図8に示すように、実在する背景63の発する光は板ガラス66を透過することで、板ガラスの手前側にいる観察者12に背景63の像として認識される。板ガラス66の側方には実物大のゴースト61の模型が設置されている。実在するゴースト61の光は板ガラス66上で反射することで、観察者12にゴーストの像として認識される。また観察者12にはゴーストが背景63と同一の方向にある位置GHにいるかのように錯覚する。
図8においてゴースト61の回りから発せられる光も板ガラス66で反射する。したがって、板ガラス66上で疑似背景64の像を背景63の像に重ね合わせる必要がある。ここでゴースト61をディスプレイに表された実物大のゴーストに置き換えてもよい。ディスプレイであればゴースト61の回りを暗黒とすることができるので、疑似背景64をディスプレイに表示する必要はない。なお、斜めに設置されている板ガラス66にゴーストを拡大投影すると板ガラス66内で焦点距離がずれる。このため、実物大のゴーストの像を必要とする点が上記実施例と異なる。
図8に示すペッパーズ・ゴーストでは板ガラス66の角度を厳密に調整した光学系が必要になる。したがってかかる光学系は背景及び実物大のゴーストと一体として作製される。したがってペッパーズ・ゴーストは例えば舞台装置の用途には適するが、マネキンや対話型のキャラクターの用途には適さない。しかしながら、実存物の像を実存の背景の像と合成できるので、観察者は非常に高い実在感を得ることが出来る。したがって演劇やライブに適する。

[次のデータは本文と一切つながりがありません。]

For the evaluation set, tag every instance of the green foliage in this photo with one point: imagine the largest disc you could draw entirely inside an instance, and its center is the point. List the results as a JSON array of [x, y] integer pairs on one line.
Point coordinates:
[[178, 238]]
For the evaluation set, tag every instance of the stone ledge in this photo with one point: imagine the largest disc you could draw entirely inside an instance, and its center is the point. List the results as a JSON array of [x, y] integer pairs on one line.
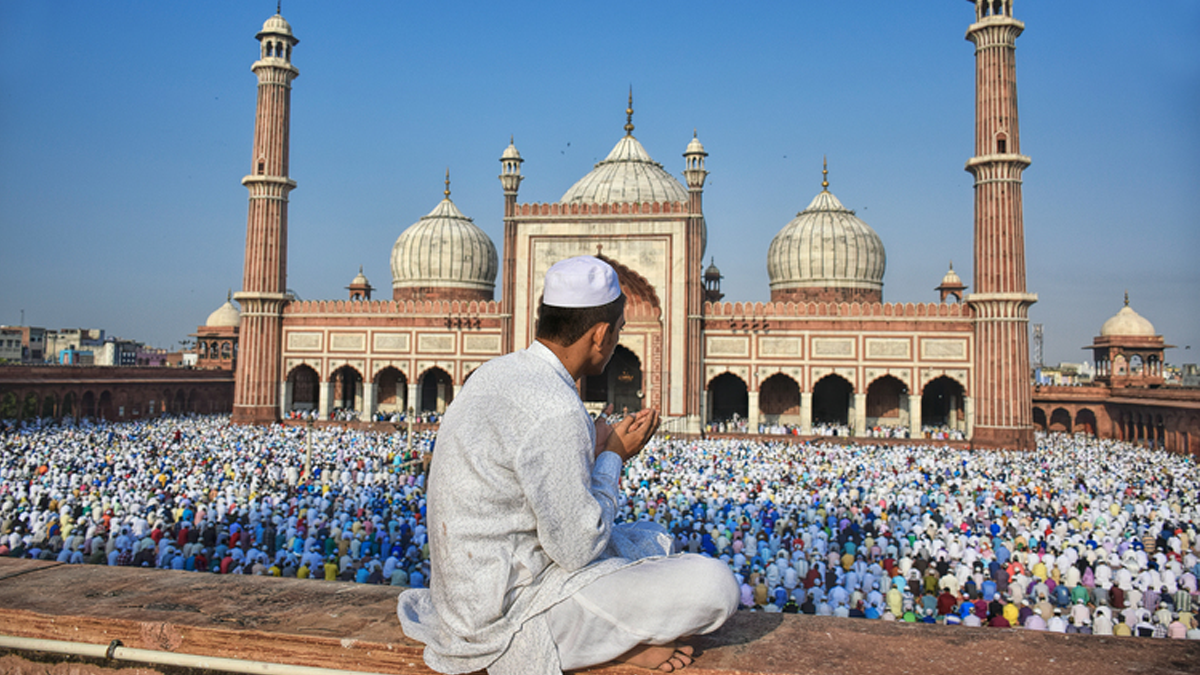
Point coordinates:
[[354, 627]]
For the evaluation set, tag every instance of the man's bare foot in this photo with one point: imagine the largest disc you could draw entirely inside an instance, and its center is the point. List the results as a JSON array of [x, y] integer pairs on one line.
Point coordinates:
[[666, 658]]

これに対して上記実施例は、実存の背景を利用する点で本比較例と類似する。上記実施例の映像表示システムは透明スクリーン又はハーフミラーといった光学素子を用いている。投影像を作るために透明スクリーン上ではキャラクターの映像光を乱反射又は散乱させる。透過像を作るためハーフミラーでは裏面から鏡面に向かってディスプレイの映像を透過させる。これらの光学素子を用いることで、上記実施例における光学系の制限は、ペッパーズ・ゴーストにおける光学系の制限よりも緩やかなものとなる。また映像表示システムはペッパーズ・ゴーストの装置よりもコンパクトにできる。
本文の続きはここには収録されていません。